Oleh Galant Prabajati
Sebagaimana ditulis Tan Malaka dalam Madilog: “Tujuan pendidikan itu untuk mempertajam kecerdasan, memperkukuh kemauan serta memperhalus perasaan.”
Kalimat sederhana ini menyimpan makna besar. Pendidikan sejatinya bukan hanya urusan menjejalkan rumus, menghapalkan tanggal sejarah, atau mengejar ijazah. Ia adalah proses panjang membentuk manusia agar berpikir jernih, punya kemauan yang kokoh, sekaligus memiliki perasaan yang halus.
Bayangkan bila ketiga hal itu menyatu dalam diri seorang pemimpin. Ia bukan hanya piawai merancang strategi politik, tapi juga mampu membaca denyut bangsanya dengan hati. Ia berani berjuang demi kesejahteraan rakyat, sekaligus memastikan setiap kebijakan tetap manusiawi. Inilah pemimpin yang tidak sekadar menguasai teori, melainkan memahami realitas hidup rakyat kecil: para petani yang cemas menunggu panen, pedagang yang berjibaku melawan harga sewa, atau buruh yang mengandalkan upah harian untuk menyambung hidup.
Kecerdasan sejati, pada dasarnya, bukan tentang merasa paling pintar. Justru semakin cerdas seseorang, semakin rendah hatinya untuk terus belajar. Pemimpin yang benar-benar cerdas paham bahwa angka dalam tabel ekonomi bukan sekadar statistik, melainkan wajah-wajah manusia yang tengah berjuang. Karena itu, baginya kebijakan publik tidak boleh sekadar jadi tumpukan aturan formal, tetapi harus menjadi jalan untuk menjaga kehidupan sehari-hari masyarakat.
Jabatan publik pun tidak bisa dipandang hanya sebagai kursi politik yang bergengsi. Ia adalah amanah peradaban. Maka, standar seorang pemimpin haruslah tinggi:
- Wawasan sejarah dan kebudayaan bangsanya agar tidak tercerabut dari akar.
- Literasi global agar tidak gagap menghadapi dunia yang terus berubah.
- Kemampuan berdialog agar mampu meyakinkan dan merangkul publik.
- Integritas moral agar tetap tegak di tengah godaan kekuasaan.
Tentu, pendidikan formal yang tinggi punya peran penting. Namun, pemimpin sejati tidak lahir dari gelar semata. Ia juga ditempa oleh pengalaman hidup, kepekaan sosial, dan kebiasaan berpikir kritis. Justru dari keseharian itulah lahir kepekaan—saat menyapa rakyat kecil, mendengar keluhan mereka, dan ikut merasakan denyut hidup mereka.
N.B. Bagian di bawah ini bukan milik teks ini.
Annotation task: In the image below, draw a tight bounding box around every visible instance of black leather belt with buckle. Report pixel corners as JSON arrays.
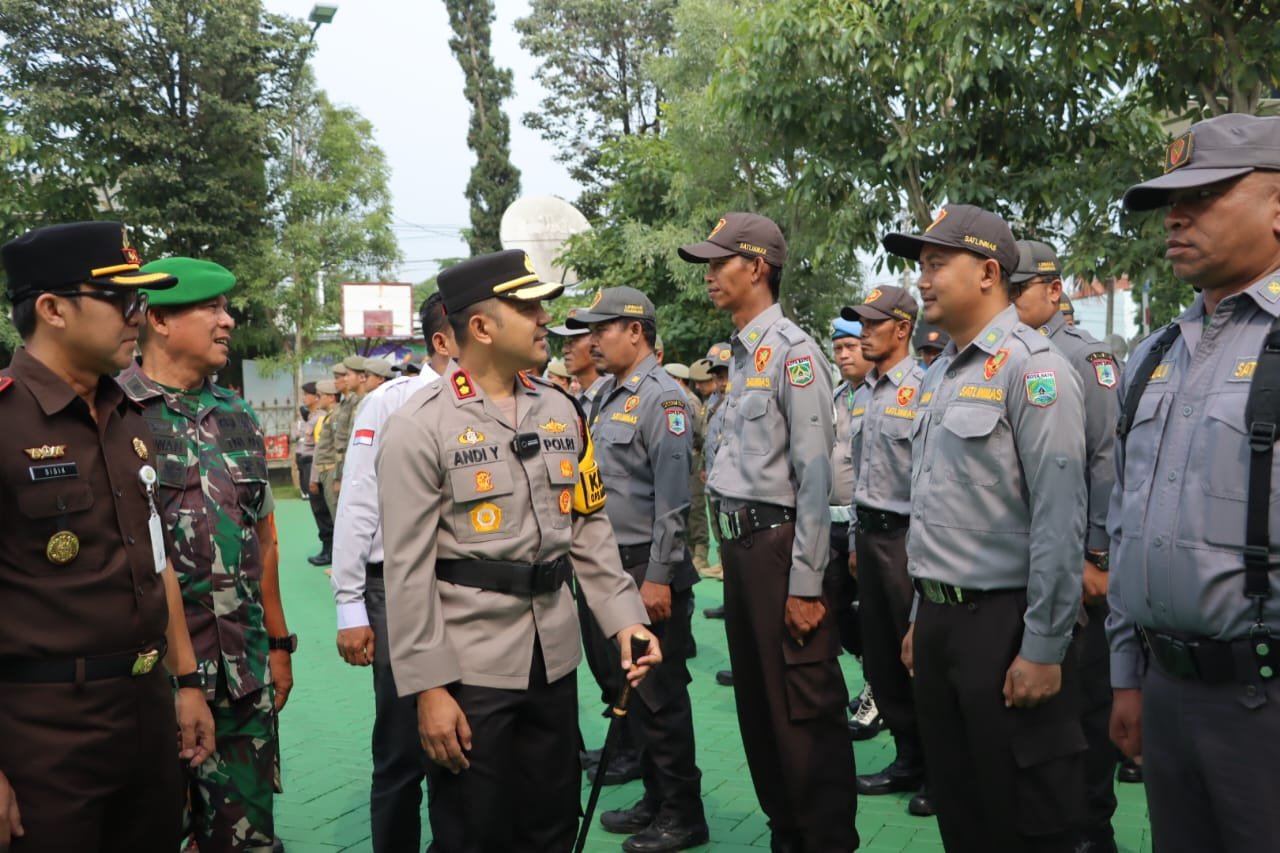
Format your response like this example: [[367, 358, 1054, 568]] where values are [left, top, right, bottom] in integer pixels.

Di era sekarang, ketika dunia kian kompleks dan informasi berlimpah, pemimpin tidak bisa lagi hanya mengandalkan popularitas. Ia harus mampu membaca data dengan tajam, berempati kepada publik, berpikir logis, serta berkomunikasi dengan baik. Tanpa itu, popularitas hanya jadi kemasan kosong.
Tan Malaka pernah menegaskan: pendidikan adalah jalan peradaban. Dari pendidikanlah lahir manusia yang utuh, dan dari manusia-manusia itulah lahir pemimpin yang mampu membesarkan bangsa tanpa kehilangan jati dirinya. Pemimpin semacam inilah yang kita butuhkan—bukan sekadar untuk hari ini, tetapi juga untuk masa depan yang lebih adil, cerdas, dan manusiawi.